Digging Deeper: Galloping Horses Example
Rather than pull out a bunch of math and traditional timing diagrams, we've decided to put together a more straight forward presentation. The diagrams we will use show the frames of an actual animation that would be generated over time as well as what would be seen on the monitor for each method. Hopefully this will help illustrate the quantitative and qualitative differences between the approaches.
Our example consists of a fabricated example (based on an animation example courtesy of Wikipedia) of a "game" rendering a horse galloping across the screen. The basics of this timeline are that our game is capable of rendering at 5 times our refresh rate (it can render 5 different frames before a new one gets swapped to the front buffer). The consistency of the frame rate is not realistic either, as some frames will take longer than others. We cut down on these and other variables for simplicity sake. We'll talk about timing and lag in more detail based on a 60Hz refresh rate and 300 FPS performance, but we didn't want to clutter the diagram too much with times and labels. Obviously this is a theoretical example, but it does a good job of showing the idea of what is happening.
First up, we'll look at double buffering without vsync. In this case, the buffers are swapped as soon as the game is done drawing a frame. This immediately preempts what is being sent to the display at the time. Here's what it looks like in this case:
Good performance but with quality issues.
The timeline is labeled 0 to 15, and for those keeping count, each step is 3 and 1/3 milliseconds. The timeline for each buffer has a picture on it in the 3.3 ms interval during which the a frame is completed corresponding to the position of the horse and rider at that time in realtime. The large pictures at the bottom of the image represent the image displayed at each vertical refresh on the monitor. The only images we actually see are the frames that get sent to the display. The benefit of all the other frames are to minimize input lag in this case.
We can certainly see, in this extreme case, what bad tearing could look like. For this quick and dirty example, I chose only to composite three frames of animation, but it could be more or fewer tears in reality. The number of different frames drawn to the screen correspond to the length of time it takes for the graphics hardware to send the frame to the monitor. This will happen in less time than the entire interval between refreshes, but I'm not well versed enough in monitor technology to know how long that is. I sort of threw my dart at about half the interval being spent sending the frame for the purposes of this illustration (and thus parts of three completed frames are displayed). If I had to guess, I think I overestimated the time it takes to send a frame to the display.
For the above, FRAPS reported framerate would be 300 FPS, but the actual number of full images that get flashed up on the screen is always only a maximum of the refresh rate (in this example, 60 frames every second). The latency between when a frame is finished rendering and when it starts to appear on screen (this is input latency) is less than 3.3ms.
When we turn on vsync, the tearing goes away, but our real performance goes down and input latency goes up. Here's what we see.
Good quality, but bad performance and input lag.

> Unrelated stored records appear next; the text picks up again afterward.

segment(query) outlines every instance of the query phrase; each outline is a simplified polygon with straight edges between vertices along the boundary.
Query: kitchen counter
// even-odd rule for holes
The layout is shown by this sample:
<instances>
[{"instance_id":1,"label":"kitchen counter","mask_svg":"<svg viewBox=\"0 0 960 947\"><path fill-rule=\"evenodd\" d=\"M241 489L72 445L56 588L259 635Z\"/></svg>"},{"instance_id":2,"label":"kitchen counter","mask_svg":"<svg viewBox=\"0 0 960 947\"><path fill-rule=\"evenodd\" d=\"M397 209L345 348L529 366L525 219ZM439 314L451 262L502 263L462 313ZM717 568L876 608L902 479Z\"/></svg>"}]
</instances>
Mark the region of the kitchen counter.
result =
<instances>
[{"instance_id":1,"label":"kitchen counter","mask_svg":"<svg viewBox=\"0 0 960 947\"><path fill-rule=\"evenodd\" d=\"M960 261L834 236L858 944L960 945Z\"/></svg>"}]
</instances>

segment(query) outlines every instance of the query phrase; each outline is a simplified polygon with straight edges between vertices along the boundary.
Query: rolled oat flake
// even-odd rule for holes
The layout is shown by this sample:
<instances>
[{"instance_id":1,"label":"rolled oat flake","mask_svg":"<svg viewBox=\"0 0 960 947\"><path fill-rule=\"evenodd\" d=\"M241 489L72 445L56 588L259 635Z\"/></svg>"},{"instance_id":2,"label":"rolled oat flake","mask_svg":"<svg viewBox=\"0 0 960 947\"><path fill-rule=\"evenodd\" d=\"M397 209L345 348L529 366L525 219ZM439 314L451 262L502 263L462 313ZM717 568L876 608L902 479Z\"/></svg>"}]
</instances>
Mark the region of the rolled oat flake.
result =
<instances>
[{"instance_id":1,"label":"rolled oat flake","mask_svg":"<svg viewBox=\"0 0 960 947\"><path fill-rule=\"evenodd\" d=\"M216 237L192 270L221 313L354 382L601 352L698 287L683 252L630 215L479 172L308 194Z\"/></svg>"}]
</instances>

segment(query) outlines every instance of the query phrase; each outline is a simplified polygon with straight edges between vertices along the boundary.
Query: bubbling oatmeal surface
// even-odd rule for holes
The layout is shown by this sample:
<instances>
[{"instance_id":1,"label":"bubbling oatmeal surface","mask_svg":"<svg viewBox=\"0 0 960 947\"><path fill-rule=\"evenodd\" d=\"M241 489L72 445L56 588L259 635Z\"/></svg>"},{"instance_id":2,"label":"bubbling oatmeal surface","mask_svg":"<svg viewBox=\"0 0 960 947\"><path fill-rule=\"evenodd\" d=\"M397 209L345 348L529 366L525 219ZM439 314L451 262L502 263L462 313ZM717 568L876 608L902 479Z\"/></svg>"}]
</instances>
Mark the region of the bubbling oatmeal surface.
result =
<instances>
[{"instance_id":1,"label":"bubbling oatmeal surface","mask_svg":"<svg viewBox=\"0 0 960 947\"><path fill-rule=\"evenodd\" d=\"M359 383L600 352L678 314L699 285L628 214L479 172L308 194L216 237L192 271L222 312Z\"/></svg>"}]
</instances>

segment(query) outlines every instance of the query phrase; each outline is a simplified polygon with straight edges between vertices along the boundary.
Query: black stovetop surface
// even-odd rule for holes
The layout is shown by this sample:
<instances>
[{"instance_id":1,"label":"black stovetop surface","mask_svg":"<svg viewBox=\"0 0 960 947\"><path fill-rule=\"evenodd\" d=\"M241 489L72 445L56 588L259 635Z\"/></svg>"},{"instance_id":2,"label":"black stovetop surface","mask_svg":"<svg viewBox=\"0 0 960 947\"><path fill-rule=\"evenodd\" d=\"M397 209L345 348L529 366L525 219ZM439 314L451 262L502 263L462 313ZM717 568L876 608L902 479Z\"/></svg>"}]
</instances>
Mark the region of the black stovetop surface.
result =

If we consider each of these diagrams to be systems rendering the exact same thing starting at the exact same time, we can can see how far "behind" this rendering is. There is none of the tearing that was evident in our first example, but we pay for that with outdated information. In addition, the actual framerate in addition to the reported framerate is 60 FPS. The computer ends up doing a lot less work, of course, but it is at the expense of realized performance despite the fact that we cannot actually see more than the 60 images the monitor displays every second.
Here, the price we pay for eliminating tearing is an increase in latency from a maximum of 3.3ms to a maximum of 13.3ms. With vsync on a 60Hz monitor, the maximum latency that happens between when a rendering if finished and when it is displayed is a full 1/60 of a second (16.67ms), but the effective latency that can be incurred will be higher. Since no more drawing can happen after the next frame to be displayed is finished until it is swapped to the front buffer, the real effect of latency when using vsync will be more than a full vertical refresh when rendering takes longer than one refresh to complete.
Moving on to triple buffering, we can see how it combines the best advantages of the two double buffering approaches.
The best of both worlds.
And here we are. We are back down to a maximum of 3.3ms of input latency, but with no tearing. Our actual performance is back up to 300 FPS, but this may not be reported correctly by a frame counter that only monitors front buffer flips. Again, only 60 frames actually get pasted up to the monitor every second, but in this case, those 60 frames are the most recent frames fully rendered before the next refresh.
While there may be parts of the frames in double buffering without vsync that are "newer" than corresponding parts of the triple buffered frame, the price that is paid for that is potential visual corruption. The real kicker is that, if you don't actually see tearing in the double buffered case, then those partial updates are not different enough than the previous frame(s) to have really mattered visually anyway. In other words, only when you see the tear are you really getting any useful new information. But how useful is that new information if it only comes with tearing?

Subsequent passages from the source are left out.